Ghostbusters remake features the funniest people around. They just happen to be women.
Last week Paul Feig, the director of the new Ghostbusters remake (and Bridesmaids, The Heat and Spy), received a tweet from a man claiming the only reason someone would make an all-female version of the classic movie was “to appease the feminist types”.
Feig, a self-described feminist, responded: “Unless it was to feature the funniest people I know, male or female. Which is what the original did. #enough”.
And it’s true. All the best comedians at the moment are women (which is a total shock considering the number of times we’ve heard women aren’t funny).
It doesn’t mean all women are funnier than all men. Just that chicks in comedy land are totally killing it at the moment. Once upon a time – say the 90s – all the top comedians were men – think Jerry Seinfeld, Ray Ramone, Steve Martin, David Spade etc. Some of them even had their own TV shows. But your Adam Sandlers and your Ben Stillers have had their day.
Now, the moment my mind turns to comedy, images of Tina Fey, Amy Poehler, Amy Schumer, Kristen Wiig, Melissa McCarthy, Maya Rudolph, Sarah Silverman, Julia Louis-Dreyfus, Mindy Kaling, Miranda Hart, Rebel Wilson and Ellie Kemper flash through my brain. Not a man in sight.
Of course, there are plenty of great male comedians. Many of these hilarious women honed their craft at the same institutions as their male counterparts. Steve Carell, Tina Fey, Mike Myers, Stephen Colbert, Julia Louis-Dreyfus, Bill Murray and Amy Poehler are all alumni of Chicago improv troupe The Second City. Jack Black, Will Ferrell, Kathy Griffin, Melissa McCarthy, Maya Rudolph and Kristen Wiig got their starts at LA’s The Groundlings. Many of them worked together writing and performing in sketches for Saturday Night Live, which became an important platform for the world to discover the amazing talent of female comedians.
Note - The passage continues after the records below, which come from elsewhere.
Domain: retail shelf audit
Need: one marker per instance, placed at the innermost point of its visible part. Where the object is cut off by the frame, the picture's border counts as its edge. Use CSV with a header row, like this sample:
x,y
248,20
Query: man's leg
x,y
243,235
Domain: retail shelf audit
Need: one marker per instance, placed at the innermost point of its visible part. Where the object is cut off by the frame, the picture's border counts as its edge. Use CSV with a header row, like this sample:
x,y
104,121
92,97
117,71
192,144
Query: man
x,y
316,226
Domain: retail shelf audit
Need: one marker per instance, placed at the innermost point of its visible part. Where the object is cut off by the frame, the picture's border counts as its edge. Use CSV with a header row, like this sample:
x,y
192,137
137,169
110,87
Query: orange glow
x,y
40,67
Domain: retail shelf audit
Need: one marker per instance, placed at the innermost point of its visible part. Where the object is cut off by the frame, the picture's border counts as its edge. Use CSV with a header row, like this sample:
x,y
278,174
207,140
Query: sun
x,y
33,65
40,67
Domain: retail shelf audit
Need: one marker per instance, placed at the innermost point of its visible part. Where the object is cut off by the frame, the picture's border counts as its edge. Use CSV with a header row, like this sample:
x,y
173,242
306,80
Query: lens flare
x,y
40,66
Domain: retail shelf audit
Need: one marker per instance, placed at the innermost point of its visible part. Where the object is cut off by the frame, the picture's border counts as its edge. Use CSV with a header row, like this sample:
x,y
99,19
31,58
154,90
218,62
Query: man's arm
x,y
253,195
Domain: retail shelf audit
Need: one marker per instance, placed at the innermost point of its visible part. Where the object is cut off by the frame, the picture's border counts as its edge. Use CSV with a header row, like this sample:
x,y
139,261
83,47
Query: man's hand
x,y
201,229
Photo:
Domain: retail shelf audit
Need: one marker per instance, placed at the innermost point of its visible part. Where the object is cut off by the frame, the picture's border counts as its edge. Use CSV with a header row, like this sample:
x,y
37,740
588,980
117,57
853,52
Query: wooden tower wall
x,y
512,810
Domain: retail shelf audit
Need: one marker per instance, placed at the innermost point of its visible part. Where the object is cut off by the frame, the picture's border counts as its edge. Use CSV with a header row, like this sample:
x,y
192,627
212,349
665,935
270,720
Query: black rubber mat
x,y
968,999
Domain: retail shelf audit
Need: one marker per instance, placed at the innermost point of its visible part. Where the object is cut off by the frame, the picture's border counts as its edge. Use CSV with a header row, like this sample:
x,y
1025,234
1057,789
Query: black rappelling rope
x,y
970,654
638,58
There just seems to finally be a widespread acknowledgement that female audiences are interested in funny content beyond the banal having-sex-with-a-pie gags, fart jokes and dick puns. Many of the female-led comedies of recent times focus on the humour in everyday settings – in female friendships, in collegiate relationships, in being part of a bridal party (or an all-female choir). That shit is funny.
Despite the remarkable success of films like Bridesmaids, Pitch Perfect and Mean Girls, ingrained sexism in Hollywood doesn’t appear to be going anywhere fast.
In recent weeks, we’ve seen Rose McGowan get fired by her agent after calling out a sexist note in an Adam Sandler script, Amanda Seyfried reveals she was paid 10 per cent of her male co-star’s salary in a big-budget film, and former Disney CEO Michael Eisner tells Goldie Hawn during an interview on sexism that the most elusive star is a “beautiful, funny woman”. “By far. They usually – boy am I going to get in trouble, I know this goes online – but usually, unbelievably beautiful women, you being an exception, are not funny,” he said. Yep, blood boiling kind of stuff.